Baby’s Gender Influences Neonatal Care, Study
New research from Vietnam shows that girls to a greater extent than boys are delivered at home, without qualified midwives or access to emergency surgery.
AsianScientist (Nov. 27, 2012) - Female babies are more likely than male babies to be delivered at home, without qualified midwives or access to emergency surgery, according to new research from Vietnam.
The study, based in Quang Ninh province of Vietnam, was published in the journal Gender Medicine.
A significantly larger proportion of girls than boys do not get access to hospital delivery, notes the collaborative study conducted by researchers at Uppsala University and Vietnam-Sweden General Hospital in Sweden, and the Ministry of Health in Vietnam.
Families expecting boys tend to opt for Cesarean sections at hospitals, and the fetus’ sex is a determining factor when choosing the place of delivery, says the lead author of the study, Mats Målqvist.

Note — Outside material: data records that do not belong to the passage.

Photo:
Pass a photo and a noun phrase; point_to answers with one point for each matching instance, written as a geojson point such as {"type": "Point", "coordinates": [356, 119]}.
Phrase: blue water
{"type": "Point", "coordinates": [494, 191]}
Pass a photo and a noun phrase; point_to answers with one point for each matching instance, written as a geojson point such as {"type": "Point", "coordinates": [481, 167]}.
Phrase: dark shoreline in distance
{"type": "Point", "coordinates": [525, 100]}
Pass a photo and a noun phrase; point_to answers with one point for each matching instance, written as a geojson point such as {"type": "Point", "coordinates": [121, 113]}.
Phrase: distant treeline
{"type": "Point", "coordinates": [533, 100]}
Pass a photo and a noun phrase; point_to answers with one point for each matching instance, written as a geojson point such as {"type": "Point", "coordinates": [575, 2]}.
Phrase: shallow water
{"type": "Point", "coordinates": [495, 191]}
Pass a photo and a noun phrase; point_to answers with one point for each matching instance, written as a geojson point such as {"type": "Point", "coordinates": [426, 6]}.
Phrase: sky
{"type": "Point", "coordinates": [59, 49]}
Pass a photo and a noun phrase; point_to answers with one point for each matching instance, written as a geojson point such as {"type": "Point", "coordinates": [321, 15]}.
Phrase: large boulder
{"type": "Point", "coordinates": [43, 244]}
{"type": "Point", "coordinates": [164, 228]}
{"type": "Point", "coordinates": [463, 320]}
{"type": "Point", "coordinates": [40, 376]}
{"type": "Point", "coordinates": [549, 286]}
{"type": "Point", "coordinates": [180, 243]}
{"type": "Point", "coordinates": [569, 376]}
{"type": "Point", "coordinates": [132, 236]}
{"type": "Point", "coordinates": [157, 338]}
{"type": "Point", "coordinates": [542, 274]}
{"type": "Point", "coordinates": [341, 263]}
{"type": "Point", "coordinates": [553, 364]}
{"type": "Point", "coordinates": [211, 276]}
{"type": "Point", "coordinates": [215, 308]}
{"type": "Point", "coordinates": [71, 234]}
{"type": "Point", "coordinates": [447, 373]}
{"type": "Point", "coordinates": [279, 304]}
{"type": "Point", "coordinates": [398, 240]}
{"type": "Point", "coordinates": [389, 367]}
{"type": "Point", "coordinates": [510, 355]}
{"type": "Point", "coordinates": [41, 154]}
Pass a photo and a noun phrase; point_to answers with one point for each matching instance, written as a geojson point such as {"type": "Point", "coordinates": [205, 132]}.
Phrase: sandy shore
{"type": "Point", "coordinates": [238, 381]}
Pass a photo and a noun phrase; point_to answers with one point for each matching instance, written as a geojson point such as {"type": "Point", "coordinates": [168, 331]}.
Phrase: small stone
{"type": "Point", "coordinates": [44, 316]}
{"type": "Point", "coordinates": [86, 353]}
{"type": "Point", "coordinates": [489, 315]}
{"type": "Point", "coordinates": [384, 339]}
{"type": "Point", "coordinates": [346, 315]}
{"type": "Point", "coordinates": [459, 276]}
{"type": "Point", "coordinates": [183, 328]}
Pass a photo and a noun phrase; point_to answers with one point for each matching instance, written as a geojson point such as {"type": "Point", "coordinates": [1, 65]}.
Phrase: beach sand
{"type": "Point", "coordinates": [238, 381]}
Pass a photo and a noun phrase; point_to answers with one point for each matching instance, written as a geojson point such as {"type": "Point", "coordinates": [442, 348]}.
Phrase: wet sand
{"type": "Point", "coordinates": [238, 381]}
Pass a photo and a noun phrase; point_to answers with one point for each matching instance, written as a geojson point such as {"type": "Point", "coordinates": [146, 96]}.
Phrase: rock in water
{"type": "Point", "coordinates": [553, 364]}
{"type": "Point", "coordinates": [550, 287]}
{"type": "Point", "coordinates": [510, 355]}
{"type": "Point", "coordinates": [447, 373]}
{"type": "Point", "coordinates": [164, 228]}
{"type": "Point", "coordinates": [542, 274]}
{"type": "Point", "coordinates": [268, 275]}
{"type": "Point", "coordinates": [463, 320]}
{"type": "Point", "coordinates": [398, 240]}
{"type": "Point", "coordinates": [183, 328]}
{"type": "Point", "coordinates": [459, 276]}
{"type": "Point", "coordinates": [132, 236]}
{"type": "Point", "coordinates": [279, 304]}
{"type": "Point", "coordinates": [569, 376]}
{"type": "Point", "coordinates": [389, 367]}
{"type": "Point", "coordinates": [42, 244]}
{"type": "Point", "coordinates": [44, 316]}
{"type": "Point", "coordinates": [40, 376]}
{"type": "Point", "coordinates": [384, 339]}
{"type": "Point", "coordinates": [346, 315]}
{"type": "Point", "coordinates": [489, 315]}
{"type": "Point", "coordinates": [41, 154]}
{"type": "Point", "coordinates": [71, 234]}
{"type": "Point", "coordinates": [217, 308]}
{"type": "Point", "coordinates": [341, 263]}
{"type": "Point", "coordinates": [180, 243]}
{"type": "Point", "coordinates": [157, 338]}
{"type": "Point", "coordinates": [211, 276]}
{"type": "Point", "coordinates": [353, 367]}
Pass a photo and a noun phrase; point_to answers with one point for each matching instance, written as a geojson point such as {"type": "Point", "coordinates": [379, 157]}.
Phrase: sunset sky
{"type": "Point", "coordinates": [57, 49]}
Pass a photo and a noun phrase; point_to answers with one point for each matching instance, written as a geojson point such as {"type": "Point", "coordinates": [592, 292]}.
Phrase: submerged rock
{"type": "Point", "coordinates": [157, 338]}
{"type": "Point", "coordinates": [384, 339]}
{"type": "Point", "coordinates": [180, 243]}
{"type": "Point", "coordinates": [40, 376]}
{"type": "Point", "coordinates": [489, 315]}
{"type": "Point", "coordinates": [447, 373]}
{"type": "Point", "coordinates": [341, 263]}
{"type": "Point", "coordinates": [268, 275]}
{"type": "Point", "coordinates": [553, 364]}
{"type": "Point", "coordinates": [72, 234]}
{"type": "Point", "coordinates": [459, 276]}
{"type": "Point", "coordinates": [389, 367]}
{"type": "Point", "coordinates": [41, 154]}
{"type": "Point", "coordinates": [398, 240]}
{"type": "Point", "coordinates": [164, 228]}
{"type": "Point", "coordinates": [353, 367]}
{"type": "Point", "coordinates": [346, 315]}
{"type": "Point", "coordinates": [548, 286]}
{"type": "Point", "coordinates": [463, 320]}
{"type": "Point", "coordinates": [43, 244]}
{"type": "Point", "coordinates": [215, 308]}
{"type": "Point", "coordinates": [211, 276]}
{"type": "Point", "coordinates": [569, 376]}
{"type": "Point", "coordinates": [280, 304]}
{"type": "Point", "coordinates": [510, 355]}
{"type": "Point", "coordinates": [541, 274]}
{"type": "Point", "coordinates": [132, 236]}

The statistic used is Sex Ratio at Birth, SRB, which is the number of boys per 100 girls born. SRB is normally between 103 and 107 boys per 100 girls, since there are more boys born than girls naturally. In India, China, and countries in Southeast Asia, however, it is not uncommon to find a clearly elevated SRB; for instance in China values of up to 122/100 have been reported.
In Vietnam, although the SRB at 109/100 was only slightly above the normal level, 94 boys per 100 girls were delivered at home, whereas 113 boys per 100 girls were delivered at a district-level hospital.
An elective C-section surgery (Cesarean) was performed on mothers expecting boys in hospitals, whereas girls were delivered at home by untrained midwives without proper medical facilities.
A widespread notion that Cesarean sections are safer and better for the child, and common belief that certain times are better for giving birth than others, drives this development according to the researchers.
However, gender discrimination goes both ways, the researchers say, as mothers of boys are to a higher degree subjected to unnecessary surgery.